Creo que Pablo es un actor de puta-madre, tiene nivel internacional, acaba de mandarse un rol casi todo en inglés, es capaz de tener humor, es un tipo que tiene buena pinta, pero no tanta como para asustar a los hombres. Es como que las chicas se lo quieren follar, pero los hombres quieren tomar cerveza con él, o ser amigos de él. Yo creo en las estrellas de cine, y me he criado en esa moral: Paul Newman, Steve Mc Queen, hasta Stallone, incluso. Uno va a la película por el actor y el actor tiene que llenar la pantalla y te tiene que caer bien y Bruce Willis tiene que ser capaz de tirar la talla entremedio de los músculos. Conozco las voces de Pablo, sé lo que da, lo que no da. Hay muchísimas cosas que me atraen de él: es un amigo, confío en él, hemos viajado, es alguien importante en mi vida, tenemos el mismo humor, el tipo es cinéfilo (que es muy raro en un actor) no pajero. La última vez que estuve en Estados Unidos me encargó un afiche original carísimo de Enter the Dragon de Bruce Lee. Es alguien que está viendo todas las películas por Torrent, en eso se parece mucho a Ariel Roth. Es campeón de Hiki do. Y entonces gracias a que conocemos las mismas películas y tenemos gustos parecidos es más fácil dirigirlo, no sólo porque le puedo mover una ceja y él sabe lo que yo quiero decirle, él ya entiende como yo hablo, él también habla parecido a como yo escribo. Y también, a veces, yo le digo “hazme un Travolta en Estallido Mortal, escena final”, y Pablo en un segundo sabe lo que significa estar como John Travolta al final de Estallido Mortal, de Brian de Palma. Otros actores me dirían “¿cuál es la motivación?”, y en este caso habían dos chistes, y Pablo lo ha dicho también: No había tiempo para estar motivado, la única  motivación era el café y el Red Bull. Teníamos que sacar adelante la película y no había tiempo para esas pajas, que a veces son importantes y a veces no, porque el rol también se parecía un poco a Pablo. Es la historia de un tipo, un chileno, que está en una ciudad que no conoce. Era parecido a él y parecido a mí. Me parezco harto al personaje en este sentido. Si bien yo sé mucho más inglés que Pablo y que el personaje, yo nunca había estado en Nashville, no tenía a nadie de confianza con quien empezar a armar un lazo que me ayudara para presentarme.

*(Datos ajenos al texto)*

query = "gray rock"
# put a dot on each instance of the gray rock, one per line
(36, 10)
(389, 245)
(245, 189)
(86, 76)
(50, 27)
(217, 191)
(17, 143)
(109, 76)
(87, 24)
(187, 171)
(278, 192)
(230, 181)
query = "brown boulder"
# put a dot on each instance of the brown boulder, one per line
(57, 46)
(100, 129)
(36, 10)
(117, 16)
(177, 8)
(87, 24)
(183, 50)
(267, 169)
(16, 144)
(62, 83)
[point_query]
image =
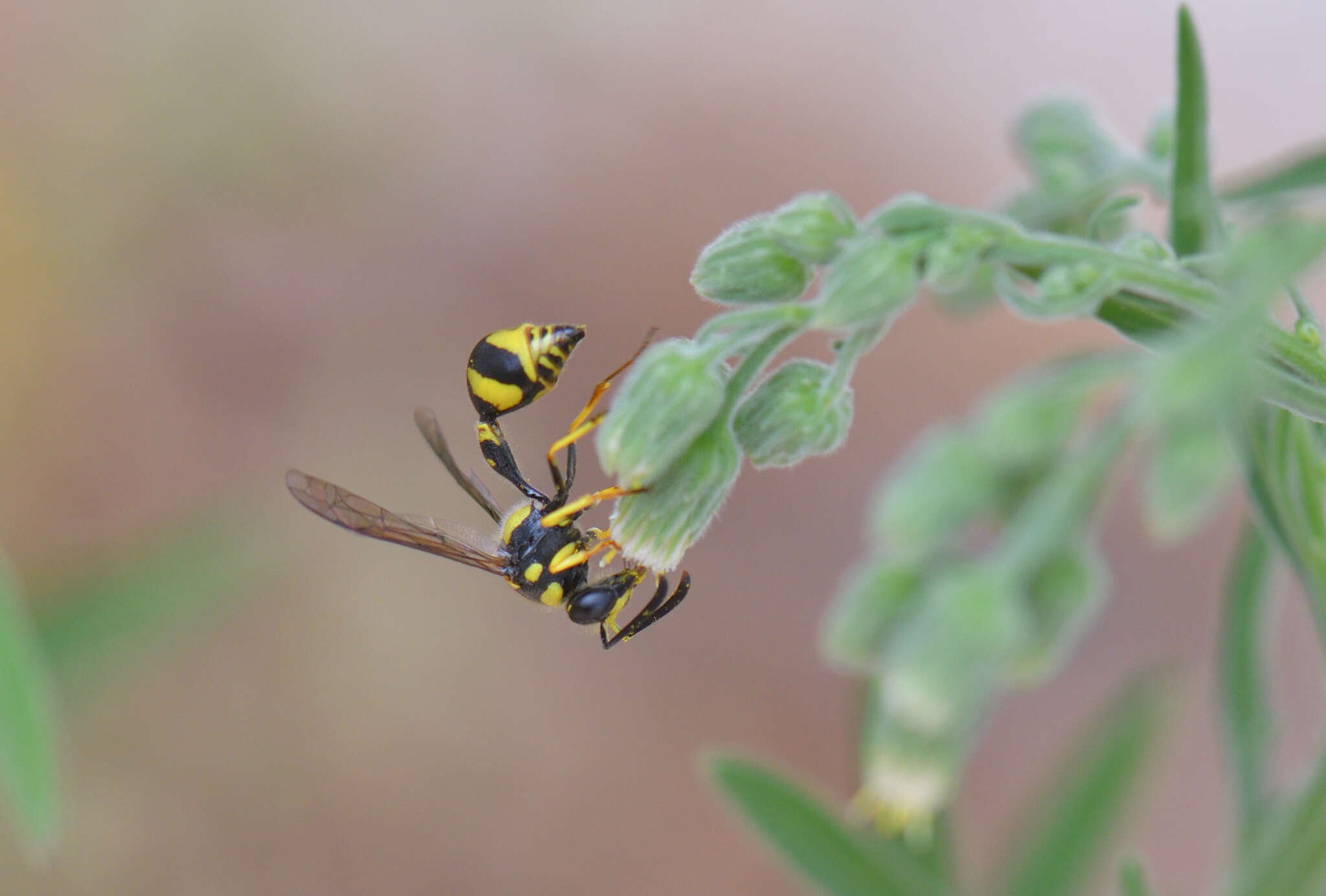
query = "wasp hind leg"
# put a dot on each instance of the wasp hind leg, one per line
(653, 611)
(584, 425)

Hace unos días un actor me comentaba que le daba más miedo estrenar en Chile que estrenar, por ejemplo, en Cannes. Él creía que la crítica lo iba a hacer pebre casi por necesidad. ¿Te pasa algo así?

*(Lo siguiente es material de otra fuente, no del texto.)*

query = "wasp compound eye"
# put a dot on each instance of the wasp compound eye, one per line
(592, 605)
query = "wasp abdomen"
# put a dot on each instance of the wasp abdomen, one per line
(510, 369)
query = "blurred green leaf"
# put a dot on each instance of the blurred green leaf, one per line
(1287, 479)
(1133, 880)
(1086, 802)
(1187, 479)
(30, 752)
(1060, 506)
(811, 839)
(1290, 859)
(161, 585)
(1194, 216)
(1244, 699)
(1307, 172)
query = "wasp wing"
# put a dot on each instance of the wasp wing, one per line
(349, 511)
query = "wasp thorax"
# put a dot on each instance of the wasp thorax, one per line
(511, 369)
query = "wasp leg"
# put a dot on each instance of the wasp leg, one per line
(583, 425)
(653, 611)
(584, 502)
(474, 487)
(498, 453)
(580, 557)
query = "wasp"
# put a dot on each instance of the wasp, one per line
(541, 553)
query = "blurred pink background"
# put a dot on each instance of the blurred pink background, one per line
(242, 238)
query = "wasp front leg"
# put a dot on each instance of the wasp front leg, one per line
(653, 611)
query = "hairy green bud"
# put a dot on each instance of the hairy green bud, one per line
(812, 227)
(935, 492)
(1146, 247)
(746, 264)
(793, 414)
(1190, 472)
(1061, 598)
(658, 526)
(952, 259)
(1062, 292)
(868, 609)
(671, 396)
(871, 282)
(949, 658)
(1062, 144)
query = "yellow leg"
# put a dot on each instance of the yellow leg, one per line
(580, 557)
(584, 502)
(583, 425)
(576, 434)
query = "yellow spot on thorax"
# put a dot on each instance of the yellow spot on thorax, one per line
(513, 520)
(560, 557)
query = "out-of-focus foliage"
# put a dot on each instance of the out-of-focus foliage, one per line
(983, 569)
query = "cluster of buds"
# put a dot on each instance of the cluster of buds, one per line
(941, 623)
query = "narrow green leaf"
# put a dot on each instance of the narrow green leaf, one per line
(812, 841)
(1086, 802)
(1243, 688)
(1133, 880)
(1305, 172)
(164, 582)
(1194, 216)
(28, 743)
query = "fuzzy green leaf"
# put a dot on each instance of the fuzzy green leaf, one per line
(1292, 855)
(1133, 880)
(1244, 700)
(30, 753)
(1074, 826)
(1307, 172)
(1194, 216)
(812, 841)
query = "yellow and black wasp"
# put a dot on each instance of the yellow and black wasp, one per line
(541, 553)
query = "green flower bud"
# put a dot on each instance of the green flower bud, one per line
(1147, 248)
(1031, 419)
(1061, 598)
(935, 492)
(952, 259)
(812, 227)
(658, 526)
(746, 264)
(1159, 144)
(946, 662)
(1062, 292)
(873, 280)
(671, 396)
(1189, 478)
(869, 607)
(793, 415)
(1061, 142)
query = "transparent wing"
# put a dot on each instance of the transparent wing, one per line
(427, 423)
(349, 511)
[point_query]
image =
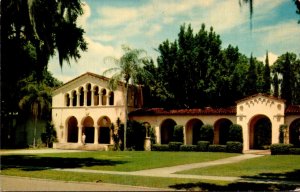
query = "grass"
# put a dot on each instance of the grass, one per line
(279, 167)
(41, 165)
(110, 160)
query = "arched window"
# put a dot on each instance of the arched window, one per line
(74, 99)
(96, 95)
(89, 95)
(111, 98)
(67, 100)
(81, 96)
(103, 96)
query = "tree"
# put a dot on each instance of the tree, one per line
(267, 76)
(32, 31)
(36, 98)
(129, 69)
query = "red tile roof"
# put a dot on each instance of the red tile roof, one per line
(293, 110)
(205, 111)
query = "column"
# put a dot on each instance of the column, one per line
(78, 98)
(85, 98)
(71, 101)
(96, 134)
(80, 134)
(92, 97)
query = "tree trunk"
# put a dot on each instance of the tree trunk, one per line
(126, 115)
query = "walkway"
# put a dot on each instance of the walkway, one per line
(170, 172)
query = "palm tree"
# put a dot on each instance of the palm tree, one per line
(36, 99)
(128, 70)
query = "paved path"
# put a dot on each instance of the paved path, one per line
(9, 183)
(170, 172)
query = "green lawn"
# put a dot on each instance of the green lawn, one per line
(285, 167)
(110, 160)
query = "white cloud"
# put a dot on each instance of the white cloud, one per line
(272, 58)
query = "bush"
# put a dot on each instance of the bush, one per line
(235, 133)
(280, 149)
(188, 148)
(295, 151)
(178, 133)
(217, 148)
(207, 133)
(175, 146)
(158, 147)
(203, 145)
(234, 147)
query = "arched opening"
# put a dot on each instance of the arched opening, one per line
(260, 132)
(111, 98)
(294, 133)
(72, 130)
(81, 97)
(167, 130)
(96, 96)
(103, 96)
(104, 123)
(74, 98)
(67, 100)
(88, 95)
(193, 131)
(221, 131)
(88, 129)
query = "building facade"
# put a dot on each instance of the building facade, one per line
(85, 106)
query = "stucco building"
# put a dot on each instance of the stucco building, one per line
(85, 105)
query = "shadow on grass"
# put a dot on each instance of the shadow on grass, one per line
(32, 162)
(288, 176)
(237, 186)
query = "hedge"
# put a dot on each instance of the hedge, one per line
(234, 147)
(280, 149)
(158, 147)
(175, 146)
(295, 151)
(203, 145)
(217, 148)
(188, 148)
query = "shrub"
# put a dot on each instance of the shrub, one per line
(158, 147)
(178, 133)
(234, 147)
(207, 133)
(203, 145)
(295, 151)
(175, 146)
(217, 148)
(280, 149)
(235, 133)
(188, 148)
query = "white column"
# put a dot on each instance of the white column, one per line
(80, 134)
(96, 134)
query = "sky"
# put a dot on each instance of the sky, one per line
(144, 24)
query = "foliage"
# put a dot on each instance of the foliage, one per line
(136, 134)
(294, 151)
(188, 148)
(178, 133)
(159, 147)
(129, 70)
(49, 136)
(235, 133)
(207, 133)
(217, 148)
(234, 147)
(175, 146)
(280, 149)
(203, 145)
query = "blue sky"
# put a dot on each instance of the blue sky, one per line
(144, 24)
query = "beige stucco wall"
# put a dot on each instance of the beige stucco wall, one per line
(253, 107)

Me pasa algo parecido, no tan exagerado. Yo no diría muerto de miedo. Es como presentarle tu  novia primero a tus amigos y después a tu familia. Tiene algo que ver con eso, que al final es la gente más cercana a ti, y como dicen: la única gente que te va a herir es la que te quiere. Porque los que no te conocen no te van a herir, o a lo más te pueden molestar. Para mí es muy importante lo que yo llamo el síndrome “Ariel Dorfman”, -que es algo que yo por suerte siento que ya no lo tengo- que es como tener buena crítica en el exterior y no tenerla acá. Yo siento que aquí tengo un cierto público y cierta gente que se interesa por mí. Sé que no siempre la crítica me ha tratado bien, pero por suerte se ha compensado con eso. Me parece que aquí, en el país de uno, es donde realmente está el ruido de toros. Porque el público es un público que entiende realmente los códigos, los subtextos, conoce a los actores, conoce el idioma y ven si es impostado o no. Y a mí me interesa, más allá de la crítica que sea positiva, que el público la entienda. Si bien quiero hacer películas que puedan funcionar en todo el mundo, el público que más, más me interesa es el local. Y el local, además, de esta época.

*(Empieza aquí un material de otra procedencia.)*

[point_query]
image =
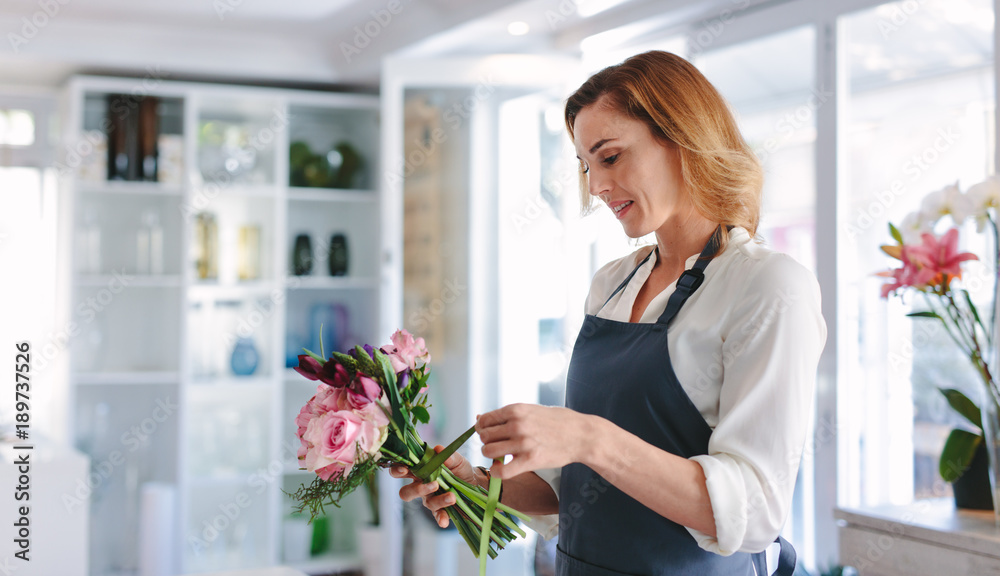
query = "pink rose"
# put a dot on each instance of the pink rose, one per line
(406, 351)
(335, 437)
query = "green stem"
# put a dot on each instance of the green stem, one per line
(491, 508)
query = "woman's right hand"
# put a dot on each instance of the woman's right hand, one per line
(436, 503)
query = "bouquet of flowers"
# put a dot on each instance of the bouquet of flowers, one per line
(364, 416)
(930, 265)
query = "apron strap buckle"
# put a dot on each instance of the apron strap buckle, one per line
(690, 280)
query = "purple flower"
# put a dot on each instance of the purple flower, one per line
(309, 367)
(402, 379)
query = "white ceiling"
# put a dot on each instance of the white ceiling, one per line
(290, 41)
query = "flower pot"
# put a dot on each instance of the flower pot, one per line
(972, 489)
(371, 548)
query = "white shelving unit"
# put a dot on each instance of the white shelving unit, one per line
(226, 443)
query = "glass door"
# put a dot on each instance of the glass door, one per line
(480, 207)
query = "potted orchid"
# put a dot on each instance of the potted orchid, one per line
(930, 266)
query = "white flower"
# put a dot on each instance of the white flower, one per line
(913, 226)
(946, 201)
(983, 197)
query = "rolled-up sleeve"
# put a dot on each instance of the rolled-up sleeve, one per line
(770, 352)
(547, 526)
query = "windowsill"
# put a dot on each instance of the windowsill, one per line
(933, 527)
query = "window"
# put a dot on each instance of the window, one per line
(919, 116)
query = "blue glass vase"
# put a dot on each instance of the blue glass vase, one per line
(245, 357)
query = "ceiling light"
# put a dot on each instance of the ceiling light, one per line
(518, 28)
(588, 8)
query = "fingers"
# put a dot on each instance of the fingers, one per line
(439, 502)
(516, 467)
(417, 489)
(497, 450)
(400, 472)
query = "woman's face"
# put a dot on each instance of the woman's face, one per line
(636, 175)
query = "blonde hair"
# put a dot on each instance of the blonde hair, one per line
(681, 107)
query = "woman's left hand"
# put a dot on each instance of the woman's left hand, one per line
(535, 436)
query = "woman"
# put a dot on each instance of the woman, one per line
(691, 384)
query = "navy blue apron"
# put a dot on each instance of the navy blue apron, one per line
(621, 371)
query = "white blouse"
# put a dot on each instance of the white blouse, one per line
(745, 347)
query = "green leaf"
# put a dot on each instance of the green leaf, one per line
(421, 414)
(365, 363)
(975, 311)
(961, 403)
(429, 468)
(318, 358)
(491, 508)
(388, 377)
(957, 454)
(894, 232)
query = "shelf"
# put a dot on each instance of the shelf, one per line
(236, 478)
(330, 282)
(292, 469)
(329, 563)
(259, 382)
(207, 289)
(126, 378)
(210, 188)
(134, 280)
(301, 194)
(137, 188)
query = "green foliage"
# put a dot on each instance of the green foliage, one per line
(365, 364)
(924, 315)
(961, 403)
(321, 493)
(421, 415)
(959, 450)
(894, 232)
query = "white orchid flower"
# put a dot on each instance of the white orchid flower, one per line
(983, 197)
(944, 202)
(913, 226)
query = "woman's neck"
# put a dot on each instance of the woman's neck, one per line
(679, 239)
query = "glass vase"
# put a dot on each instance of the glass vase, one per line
(990, 408)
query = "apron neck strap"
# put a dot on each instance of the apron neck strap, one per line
(690, 280)
(629, 277)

¿Qué tipo de gente, de edad quizás, te das cuenta que tiene más feedback contigo, con tus películas y libros?
El estereotipo dicen que es joven. Yo creo que eso es relativo. Joven también es una palabra que ha cambiado. Joven, antes, era no afeitarse. Ahora yo creo que es más una forma de ver la vida. Ahora, en términos etarios supongo que ha ido mutando. Lo capto que con algunos libros míos, por ejemplo Mala Onda, que tiene lectores menores que el libro. Creo que gente puede enganchar desde los 16 a 60. A partir de los 30 para arriba es gente como Ariel Roth, en el sentido que no se creyó el cuento de la adultez. Saben que siguen siendo un poco adolescentes o pendejos en su mente, saben que probablemente viven peor que sus padres. A mí me encanta, me fascina esta cosa que estamos viviendo actualmente en que los adulto-joven de 30 ó 40 compiten mano a mano con los de 20; en ropa, en minas, en drogas, en modas, en quién es más flaco. Yo cuando tenía 20, los de 40 eran señores que uno saludaba de “usted”. Y hoy los de 40 usan tatuajes y se desnudan en público y usan aros y van a recitales. No estoy diciendo que eso es malo o es bueno, pero es curioso. Mi público es urbano, joven en el sentido que es curioso, que está abierto a cosas nuevas que no vive encerrado, o muchos viven encerrados, pero están conectados al mundo a través de los nuevos formatos de comunicación y que creen en lo que yo llamo “La Santa Trinidad”.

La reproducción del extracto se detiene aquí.